Hi Dalliard. Thank you for a thorough review.
1) I'd like to see more details of the factor/PC analyses. Were the sub-component intercorrelations explained by a single factor by the usual standards (e.g., only one factor with eigenvalue>1)? If not, how many other factors were there, can you give a substantive interpretation to them, and are they correlated with national IQ? KMO and Bartlett's test are pretty superfluous and aren't usually reported; I would mention them in a footnote only.
You can view all the details in the R code file.
Number of factors to extract was in all cases set to 1 ("nfactors=1" in code), so no criteria for determining the number of factors to keep was used.
I report KMO and Bartlett's because a reviewer (Piffer) had previously requested that I include them. Clearly I cannot satisfy both of you. It seems best just to include them. They don't take up much space.
2) "individuals have a general socioeconomic factor"
This language is confusing. 'Factor' refers to a source of variance among individuals, so individuals cannot have factors. Individuals are located at different points on a factor, or have factor scores.
What I meant is that if one analyses the data at the individual level, one will also find a general socioeconomic factor (i.e. s factor).
Changed text to:
Gregory Clark argued that there is a general socioeconomic factor which underlies their socioeconomic performance at the individual-level.\cite{clark2014}3) "national measures of country well-doing or well-being"
excise "well-doing"
I prefer to keep both because these variables measure all kinds of things, some related to well-being (e.g. health, longevity) others to well-doing (income, number of universities).
4) "(see review national in [5]."
reword that
Changed text to:
Previous studies have correlated some of these with national IQs but not in a systematic manner (see review in \cite{lynn2012intelligence}.5) Figure 1 describes the structure of the SPI, why is there no corresponding figure describing the DP?
It did not seem necessary.
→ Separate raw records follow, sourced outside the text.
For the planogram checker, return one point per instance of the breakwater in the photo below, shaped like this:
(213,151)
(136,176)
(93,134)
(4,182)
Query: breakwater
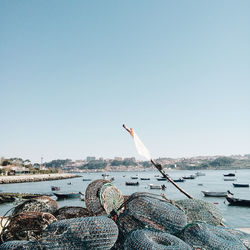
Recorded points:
(35,178)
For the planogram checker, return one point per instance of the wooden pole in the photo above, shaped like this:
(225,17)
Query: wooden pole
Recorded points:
(159,167)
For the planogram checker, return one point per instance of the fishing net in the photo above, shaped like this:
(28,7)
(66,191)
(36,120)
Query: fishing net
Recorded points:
(19,245)
(156,213)
(71,212)
(92,198)
(90,233)
(101,197)
(244,237)
(153,240)
(37,204)
(110,198)
(26,226)
(199,210)
(204,236)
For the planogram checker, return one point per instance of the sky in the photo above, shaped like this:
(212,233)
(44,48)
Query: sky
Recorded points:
(73,72)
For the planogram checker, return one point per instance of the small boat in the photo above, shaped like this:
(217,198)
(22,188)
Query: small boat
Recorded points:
(230,179)
(238,202)
(54,188)
(240,185)
(67,195)
(152,186)
(104,176)
(200,174)
(190,177)
(229,175)
(179,180)
(86,179)
(162,179)
(215,194)
(132,183)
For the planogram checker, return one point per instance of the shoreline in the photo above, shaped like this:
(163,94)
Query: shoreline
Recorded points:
(35,178)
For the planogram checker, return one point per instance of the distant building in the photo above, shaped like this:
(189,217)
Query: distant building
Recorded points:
(130,159)
(19,170)
(118,158)
(90,158)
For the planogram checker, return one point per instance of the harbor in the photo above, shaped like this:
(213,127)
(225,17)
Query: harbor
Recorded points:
(35,178)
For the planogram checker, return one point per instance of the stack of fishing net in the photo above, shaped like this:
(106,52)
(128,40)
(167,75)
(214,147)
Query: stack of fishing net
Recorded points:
(102,197)
(92,233)
(26,226)
(199,210)
(29,219)
(39,204)
(145,210)
(200,235)
(149,239)
(71,212)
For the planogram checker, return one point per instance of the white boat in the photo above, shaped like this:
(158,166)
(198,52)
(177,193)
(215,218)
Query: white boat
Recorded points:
(200,174)
(230,179)
(152,186)
(215,194)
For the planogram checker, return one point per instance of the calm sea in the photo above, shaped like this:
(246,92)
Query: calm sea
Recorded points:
(212,181)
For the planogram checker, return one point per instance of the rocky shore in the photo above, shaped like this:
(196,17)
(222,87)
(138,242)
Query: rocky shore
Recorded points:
(35,177)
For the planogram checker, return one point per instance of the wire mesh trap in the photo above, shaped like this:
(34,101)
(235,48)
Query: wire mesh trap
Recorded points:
(153,240)
(101,197)
(199,210)
(90,233)
(209,237)
(37,204)
(156,213)
(71,212)
(26,226)
(20,245)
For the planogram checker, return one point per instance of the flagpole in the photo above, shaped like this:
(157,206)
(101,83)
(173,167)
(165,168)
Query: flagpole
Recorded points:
(160,169)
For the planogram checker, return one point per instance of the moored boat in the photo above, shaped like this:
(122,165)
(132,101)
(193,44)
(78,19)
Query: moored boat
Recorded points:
(214,194)
(230,179)
(55,188)
(134,177)
(238,202)
(191,177)
(229,175)
(240,185)
(179,180)
(152,186)
(128,183)
(200,174)
(162,179)
(67,195)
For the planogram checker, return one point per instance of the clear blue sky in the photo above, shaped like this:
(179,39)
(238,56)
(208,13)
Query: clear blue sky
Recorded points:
(72,72)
It is less complicated and the user can find it in the manual referenced. Do you want me to include an overview of it?
http://democracyranking.org/?page_id=590As far as I can tell, they have 6 'dimensions', which have the weights 50, 10, 10, 10, 10, 10. I'm not sure what they do within each 'dimension', probably they average the indexes. As with the DR, SPI, the HDI also has some idiosyncratic way of combining their variables to a higher construct. For reference,
the HDI is based on a geometric mean (
a what?) of three indicators.
6) "principle components analyses", "principle axis factoring"
principal, not principle
Fixed.
7) "In some cases PCA can show a general factor where none exists (Jensen and Weng, 1994 [13]). For this reason, I compared the first factor extracted via PCA to the first factors using minimum residuals, weighted least squares, generalized least squares, principle axis factoring and maximum likelihood estimation"
I don't see how the similarity of factor loadings based on different extraction methods can tell us anything about the existence of a general factor. You don't say what a 'general factor' is, but I assume it means a factor with all-positive indicator loadings regardless of extraction method. There is no such factor in your data, as indicated by the many negative loadings listed in the Appendix. Even if you reverse coded the variables so that higher values on all variables would have positive valence (e.g, "Adequate nourishment" instead of "Undernourishment"), which I think would be a good thing to do, there'd still be negative loadings on the first factor/PC (e.g., suicide rate).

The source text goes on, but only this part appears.